Housing market faces supply-demand imbalance

by Loretta Clodfelter

The U.S. housing cycle is getting a bit long in the tooth, but the next downturn is unlikely to be as severe as the previous one because housing remains undersupplied in the United States, according to Metrostudy.

In the firm’s first quarter 2019 webcast, Mark Boud, senior vice president and chief economist at Metrostudy, noted the tight housing sales market, especially at the lower end, where inventory is limited and demand is high.

“There’s a lot of pent-up demand in the lower price ranges,” said Boud. By comparison, he said, there’s too much supply for homes price above $800,000, where a glut is forming.

New home construction has been limited, as trade-driven high materials costs and adverse weather (it was a particularly wet 2018 across parts of the country) have affected the segment. Condominium and townhome construction has represented a growing share of overall for-sale units over the past couple years, rising from a low of 19 percent in second quarter 2017 to 21 percent in fourth quarter 2018.

Although Metrostudy believes the market will continue to be underbuilt through 2022, the firm’s Residential Market Opportunity/Risk Index indicates housing will be overvalued over the next five years. Overall, says Boud, Metrostudy is forecasting a mild to moderate price correction for housing in 2020 to 2021.

“Prices won’t completely cave,” said Boud. “They will go down a bit, but won’t collapse.”

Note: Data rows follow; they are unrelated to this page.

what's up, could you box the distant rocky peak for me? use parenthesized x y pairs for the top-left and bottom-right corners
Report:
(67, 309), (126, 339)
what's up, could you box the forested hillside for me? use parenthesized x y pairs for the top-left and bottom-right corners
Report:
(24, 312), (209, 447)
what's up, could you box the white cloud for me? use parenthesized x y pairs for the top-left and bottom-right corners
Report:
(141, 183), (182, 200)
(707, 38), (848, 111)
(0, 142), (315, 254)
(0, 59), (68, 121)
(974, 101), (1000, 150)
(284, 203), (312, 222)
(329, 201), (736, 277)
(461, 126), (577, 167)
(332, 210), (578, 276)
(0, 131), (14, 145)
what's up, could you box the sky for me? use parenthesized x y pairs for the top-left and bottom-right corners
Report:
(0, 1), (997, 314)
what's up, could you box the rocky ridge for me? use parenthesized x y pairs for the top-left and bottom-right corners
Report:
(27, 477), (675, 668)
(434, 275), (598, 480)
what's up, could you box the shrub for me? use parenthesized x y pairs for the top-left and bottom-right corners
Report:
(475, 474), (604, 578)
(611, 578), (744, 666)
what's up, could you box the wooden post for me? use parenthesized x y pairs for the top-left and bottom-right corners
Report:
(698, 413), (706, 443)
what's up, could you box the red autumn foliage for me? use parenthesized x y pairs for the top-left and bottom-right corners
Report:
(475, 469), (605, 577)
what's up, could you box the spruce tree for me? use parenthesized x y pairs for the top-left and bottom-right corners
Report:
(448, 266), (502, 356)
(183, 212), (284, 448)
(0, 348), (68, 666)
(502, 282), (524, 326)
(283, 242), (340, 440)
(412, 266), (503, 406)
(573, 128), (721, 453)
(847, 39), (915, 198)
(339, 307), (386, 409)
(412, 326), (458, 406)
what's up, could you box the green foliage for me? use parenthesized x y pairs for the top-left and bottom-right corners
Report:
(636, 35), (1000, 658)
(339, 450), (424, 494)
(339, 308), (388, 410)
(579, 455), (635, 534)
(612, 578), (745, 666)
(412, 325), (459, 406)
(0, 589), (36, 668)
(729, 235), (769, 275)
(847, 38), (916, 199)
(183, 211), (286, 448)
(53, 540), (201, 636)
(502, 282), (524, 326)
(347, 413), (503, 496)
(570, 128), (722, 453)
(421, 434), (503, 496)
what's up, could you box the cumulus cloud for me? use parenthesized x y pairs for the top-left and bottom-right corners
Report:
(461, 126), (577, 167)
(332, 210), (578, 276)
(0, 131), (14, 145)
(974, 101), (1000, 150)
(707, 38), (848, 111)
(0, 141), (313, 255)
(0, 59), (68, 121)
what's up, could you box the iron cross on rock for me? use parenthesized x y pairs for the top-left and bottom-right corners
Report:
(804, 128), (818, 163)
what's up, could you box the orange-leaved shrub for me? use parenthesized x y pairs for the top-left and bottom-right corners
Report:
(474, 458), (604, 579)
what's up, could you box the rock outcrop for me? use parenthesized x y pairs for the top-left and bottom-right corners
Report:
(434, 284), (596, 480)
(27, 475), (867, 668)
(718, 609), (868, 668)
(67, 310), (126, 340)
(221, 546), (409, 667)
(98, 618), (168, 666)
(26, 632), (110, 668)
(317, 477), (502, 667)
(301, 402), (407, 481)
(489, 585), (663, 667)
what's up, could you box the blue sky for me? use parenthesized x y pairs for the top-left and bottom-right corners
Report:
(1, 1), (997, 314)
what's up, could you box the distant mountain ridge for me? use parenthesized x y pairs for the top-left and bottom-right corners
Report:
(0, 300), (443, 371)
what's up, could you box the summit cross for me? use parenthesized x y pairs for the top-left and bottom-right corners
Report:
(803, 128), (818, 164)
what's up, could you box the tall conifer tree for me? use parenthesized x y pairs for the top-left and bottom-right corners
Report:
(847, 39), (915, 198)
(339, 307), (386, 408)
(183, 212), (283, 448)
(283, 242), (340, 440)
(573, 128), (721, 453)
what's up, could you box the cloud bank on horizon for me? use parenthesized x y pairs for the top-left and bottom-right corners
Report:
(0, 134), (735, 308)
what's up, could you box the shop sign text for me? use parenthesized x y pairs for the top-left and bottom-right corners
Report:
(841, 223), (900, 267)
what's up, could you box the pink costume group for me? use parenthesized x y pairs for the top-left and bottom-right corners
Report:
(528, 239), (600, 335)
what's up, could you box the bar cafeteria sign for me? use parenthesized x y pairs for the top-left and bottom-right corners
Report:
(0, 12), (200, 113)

Rising mortgage rates are putting downward pressure on the for-sale housing market. Metrostudy forecasts mortgage rates will top out in 2021 around 5.7 percent. And existing home sales volume has fallen 10.2 percent, year over year, as many people are choosing to stay in place instead of buying into an expensive market.

“Move-up buyers are reluctant to sell,” noted Boud. Instead, homeowners are choosing to remodel their existing homes, which are typically financed at a lower rate than what is currently available in the market. That has meant a shortage of available homes for renters looking to become buyers, pushing up prices. Still, homeownership rates have risen to the highest level since 2014, reaching 64.8 percent, according to the U.S. Census Bureau.

Trends driving the for-sale housing market have implications for home builders, and they also have implications for rental housing markets and the broader health of the economy.